When someone you love says something critical it’s like being stabbed. Love is meant to include the good and the bad, the benefits and the warts of who you are. It’s too easy for a conversation that has degenerated into an argument to also degenerate into criticisms that lay blame for a problem. Something said in the heat of the moment may cause pain that lingers, and keeps recurring in your thoughts, until you feel haunted by those painful words.

When it feels as if love has excluded or judged some part of who you are, it creates a persistent wound that penetrates to the core doubts in your self-esteem. How can you feel loved by a person who has made you feel bad about yourself?

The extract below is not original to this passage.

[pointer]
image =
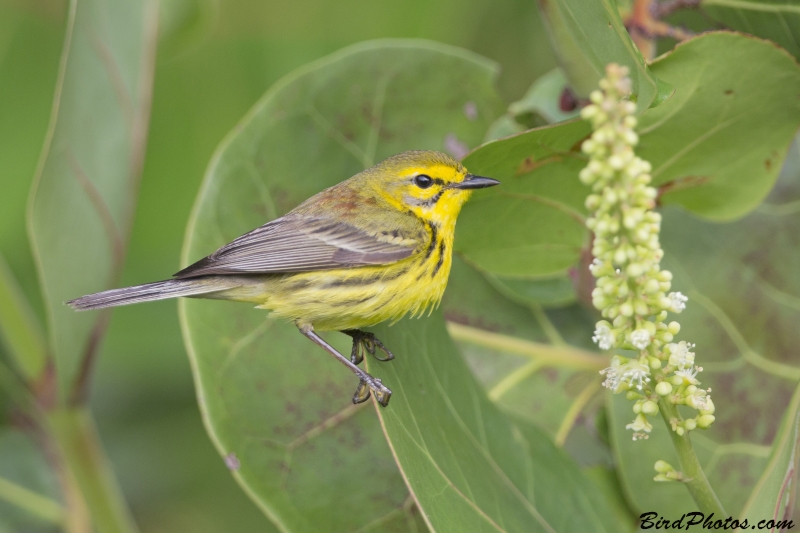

It doesn’t matter how heated the moment was, or how serious the words were, the doubt created is like a worm that crawls through your self-worth and your faith in your relationship.

A worm of deterioration will be created when something wounds you personally. This is the kind of injury that creates major damage, such as lies, betrayal, conflict of morals or values, or being treated as if you have little priority or status in your partner’s life. Even if you work hard at making your relationship better, the poison of the past is underneath your efforts, like a flawed support beam that can’t hold up a home. Despite your efforts to forgive, the memory sneaks back into your thoughts, and disturbs your sleep, as the haunting continues.

Another worm of rot is launched when a conflict occurs that seems to have no good solution. Compromise is a normal part of life, but when you feel as if your perspective is not a priority, or your requirements are not respected, no compromise can feel right. Instead of making a compromise, you may feel as if you were sold out, or devalued. Sometimes there’s no apparent solution to a conflict because nothing is going to work.

Any worm of deterioration continues to damage a relationship long past the end of the conversation where it was born. It’s hard to protect the joy in your relationship from the wear and tear of life’s challenges. By removing the pain from your painful memories, you can reclaim your potential for happiness and master your life. Are you willing to be free of pain?